Integrating SQLFlow with MotherDuck
This guide shows how to use SQLFlow to stream data from Kafka directly into a MotherDuck database using DuckDB's ATTACH
integration.
📦 Prerequisites
1. MotherDuck Account
Sign up at https://motherduck.com.
2. Create an App Token
In your MotherDuck dashboard, generate a MotherDuck App Token.

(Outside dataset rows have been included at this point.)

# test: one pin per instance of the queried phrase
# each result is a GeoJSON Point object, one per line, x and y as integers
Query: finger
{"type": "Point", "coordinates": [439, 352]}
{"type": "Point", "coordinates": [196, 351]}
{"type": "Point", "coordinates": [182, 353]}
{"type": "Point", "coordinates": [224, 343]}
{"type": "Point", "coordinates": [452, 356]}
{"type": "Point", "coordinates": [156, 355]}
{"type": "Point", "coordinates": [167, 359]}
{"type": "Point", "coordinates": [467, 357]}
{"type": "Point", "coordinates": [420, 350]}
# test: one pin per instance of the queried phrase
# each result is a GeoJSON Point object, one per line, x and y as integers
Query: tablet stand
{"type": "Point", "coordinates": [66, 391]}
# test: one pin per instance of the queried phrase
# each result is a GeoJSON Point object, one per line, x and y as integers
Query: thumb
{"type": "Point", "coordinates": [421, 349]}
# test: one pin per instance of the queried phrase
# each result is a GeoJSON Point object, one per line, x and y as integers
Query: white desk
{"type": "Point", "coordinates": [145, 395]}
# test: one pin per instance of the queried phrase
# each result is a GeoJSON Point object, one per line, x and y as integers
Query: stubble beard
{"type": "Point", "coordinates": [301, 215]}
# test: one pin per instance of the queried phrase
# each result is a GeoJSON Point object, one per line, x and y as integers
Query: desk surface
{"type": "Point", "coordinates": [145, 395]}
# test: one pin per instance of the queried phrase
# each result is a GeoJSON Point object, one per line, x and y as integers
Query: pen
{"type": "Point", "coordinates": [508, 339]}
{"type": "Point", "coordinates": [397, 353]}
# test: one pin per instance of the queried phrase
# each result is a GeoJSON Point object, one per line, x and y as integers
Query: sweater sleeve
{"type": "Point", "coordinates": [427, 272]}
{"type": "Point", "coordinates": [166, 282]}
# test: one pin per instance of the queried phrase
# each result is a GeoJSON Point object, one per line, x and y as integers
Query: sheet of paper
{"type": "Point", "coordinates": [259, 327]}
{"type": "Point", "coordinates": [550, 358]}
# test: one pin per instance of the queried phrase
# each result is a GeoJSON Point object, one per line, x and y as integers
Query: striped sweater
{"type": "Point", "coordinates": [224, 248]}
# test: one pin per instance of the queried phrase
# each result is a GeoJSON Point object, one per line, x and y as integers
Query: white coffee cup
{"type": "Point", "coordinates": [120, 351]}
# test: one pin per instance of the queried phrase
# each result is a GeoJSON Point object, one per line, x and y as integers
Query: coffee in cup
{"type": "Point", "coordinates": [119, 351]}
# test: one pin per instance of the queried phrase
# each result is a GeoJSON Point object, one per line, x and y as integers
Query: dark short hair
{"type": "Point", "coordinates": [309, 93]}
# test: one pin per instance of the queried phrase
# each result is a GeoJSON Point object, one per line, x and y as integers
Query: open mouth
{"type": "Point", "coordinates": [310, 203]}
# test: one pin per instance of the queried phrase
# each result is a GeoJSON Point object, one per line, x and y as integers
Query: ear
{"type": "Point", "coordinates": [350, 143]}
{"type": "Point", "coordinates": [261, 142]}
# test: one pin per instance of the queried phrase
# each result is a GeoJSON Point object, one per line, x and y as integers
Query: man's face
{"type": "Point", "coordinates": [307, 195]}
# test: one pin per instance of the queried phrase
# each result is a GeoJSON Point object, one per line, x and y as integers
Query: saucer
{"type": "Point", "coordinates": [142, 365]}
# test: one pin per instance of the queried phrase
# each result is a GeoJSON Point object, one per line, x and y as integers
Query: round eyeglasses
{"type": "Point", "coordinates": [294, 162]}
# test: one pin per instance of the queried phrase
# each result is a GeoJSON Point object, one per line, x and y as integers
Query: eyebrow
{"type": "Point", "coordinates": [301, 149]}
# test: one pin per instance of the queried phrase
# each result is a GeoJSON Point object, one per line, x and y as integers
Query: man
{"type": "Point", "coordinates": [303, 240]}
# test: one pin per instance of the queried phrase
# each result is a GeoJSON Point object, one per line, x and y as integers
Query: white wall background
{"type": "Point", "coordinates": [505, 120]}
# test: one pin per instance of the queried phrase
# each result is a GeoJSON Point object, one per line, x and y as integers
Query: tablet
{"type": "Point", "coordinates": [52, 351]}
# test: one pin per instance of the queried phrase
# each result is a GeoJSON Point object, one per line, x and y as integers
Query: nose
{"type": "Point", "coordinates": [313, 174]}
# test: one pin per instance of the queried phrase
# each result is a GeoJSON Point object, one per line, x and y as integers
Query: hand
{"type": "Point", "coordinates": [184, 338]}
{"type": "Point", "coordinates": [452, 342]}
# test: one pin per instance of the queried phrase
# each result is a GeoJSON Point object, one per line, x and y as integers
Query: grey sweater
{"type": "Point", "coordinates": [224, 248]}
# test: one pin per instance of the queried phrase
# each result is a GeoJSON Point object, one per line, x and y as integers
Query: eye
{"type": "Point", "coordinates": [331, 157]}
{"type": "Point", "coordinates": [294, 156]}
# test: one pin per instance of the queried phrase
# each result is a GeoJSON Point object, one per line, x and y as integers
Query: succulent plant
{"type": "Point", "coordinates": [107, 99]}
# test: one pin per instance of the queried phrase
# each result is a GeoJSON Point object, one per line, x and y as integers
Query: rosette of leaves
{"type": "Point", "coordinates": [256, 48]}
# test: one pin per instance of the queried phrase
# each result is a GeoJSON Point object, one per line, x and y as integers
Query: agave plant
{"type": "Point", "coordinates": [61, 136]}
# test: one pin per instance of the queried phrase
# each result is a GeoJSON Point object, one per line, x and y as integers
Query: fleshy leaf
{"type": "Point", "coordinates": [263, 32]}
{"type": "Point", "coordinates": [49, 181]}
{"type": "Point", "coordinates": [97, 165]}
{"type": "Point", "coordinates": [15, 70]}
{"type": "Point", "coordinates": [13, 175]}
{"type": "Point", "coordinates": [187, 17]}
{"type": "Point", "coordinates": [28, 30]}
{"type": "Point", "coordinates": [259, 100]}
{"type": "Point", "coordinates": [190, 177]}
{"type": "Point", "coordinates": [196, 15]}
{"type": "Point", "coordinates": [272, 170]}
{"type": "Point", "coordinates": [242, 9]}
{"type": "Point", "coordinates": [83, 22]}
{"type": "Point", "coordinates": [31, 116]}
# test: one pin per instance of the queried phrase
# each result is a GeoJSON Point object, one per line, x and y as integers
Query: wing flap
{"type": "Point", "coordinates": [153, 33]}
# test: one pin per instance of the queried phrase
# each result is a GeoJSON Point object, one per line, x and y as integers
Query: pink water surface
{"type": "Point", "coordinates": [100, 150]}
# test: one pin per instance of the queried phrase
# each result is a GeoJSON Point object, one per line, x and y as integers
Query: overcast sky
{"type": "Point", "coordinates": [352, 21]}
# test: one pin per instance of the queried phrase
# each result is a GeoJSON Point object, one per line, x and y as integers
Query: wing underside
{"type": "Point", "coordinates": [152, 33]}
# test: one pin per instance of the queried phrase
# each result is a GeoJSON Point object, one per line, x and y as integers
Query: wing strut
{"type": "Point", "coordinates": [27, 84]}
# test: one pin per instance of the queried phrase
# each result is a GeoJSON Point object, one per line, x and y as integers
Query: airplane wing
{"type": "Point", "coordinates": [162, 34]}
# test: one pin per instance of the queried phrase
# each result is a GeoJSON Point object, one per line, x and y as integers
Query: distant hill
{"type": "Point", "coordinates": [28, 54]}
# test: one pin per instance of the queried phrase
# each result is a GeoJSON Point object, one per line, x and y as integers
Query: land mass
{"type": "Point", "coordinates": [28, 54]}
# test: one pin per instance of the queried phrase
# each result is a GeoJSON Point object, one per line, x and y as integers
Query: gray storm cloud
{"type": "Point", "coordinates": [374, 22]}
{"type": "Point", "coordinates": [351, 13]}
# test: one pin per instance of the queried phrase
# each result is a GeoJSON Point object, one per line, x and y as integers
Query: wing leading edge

3. Set Environment Variable
Export the token so DuckDB can connect to your MotherDuck workspace:
export MOTHERDUCK_TOKEN=your_token_here
🧱 Prerequisites: Create Table in MotherDuck
Before running the pipeline, you’ll need to create the destination table in your MotherDuck database. You can do this using the DuckDB CLI:
% duckdb 'md:my_db'
Then run the following SQL to define the table schema:
CREATE TABLE events (
ip TEXT,
event TEXT,
properties_city TEXT,
properties_country TEXT,
timestamp TIMESTAMP,
type TEXT,
userId TEXT
);
This matches the structure expected by the handler SQL in your pipeline.
⚙️ Example SQLFlow Config
Below is a working example of a SQLFlow pipeline that reads from a Kafka topic and inserts data into MotherDuck:
commands:
- name: attach to motherduck
sql: |
ATTACH 'md:my_db'
pipeline:
name: kafka-motherduck-sink
description: "Sinks data from kafka to motherduck"
batch_size: {{ SQLFLOW_BATCH_SIZE|default(1000) }}
source:
type: kafka
kafka:
brokers: [{{ SQLFLOW_KAFKA_BROKERS|default('localhost:9092') }}]
group_id: motherduck-sink-1
auto_offset_reset: earliest
topics:
- "input-user-clicks-motherduck"
handler:
type: 'handlers.InferredMemBatch'
sql: |
INSERT INTO my_db.events
SELECT
ip,
event,
properties ->> 'city' AS properties_city,
properties ->> 'country' AS properties_country,
CAST(timestamp AS TIMESTAMP) AS timestamp,
type,
userId
FROM batch;
sink:
type: noop
🚀 Running the Pipeline
With everything configured, start the SQLFlow pipeline:
python3 cmd/sql-flow.py run --metrics=prometheus dev/config/examples/kafka.motherduck.yml
💥 Generating Test Traffic
To populate Kafka with test data, run:
python3 cmd/publish-test-data.py --num-messages=1000000 --topic="input-user-clicks-motherduck"
This sends one million mock user interaction events into Kafka for SQLFlow to ingest.
📊 Verifying in MotherDuck
-
Open your MotherDuck dashboard.
-
Navigate to
my_db
. -
Run:
SELECT * FROM events ORDER BY timestamp DESC LIMIT 100;
You should see the flattened and streamed records from Kafka!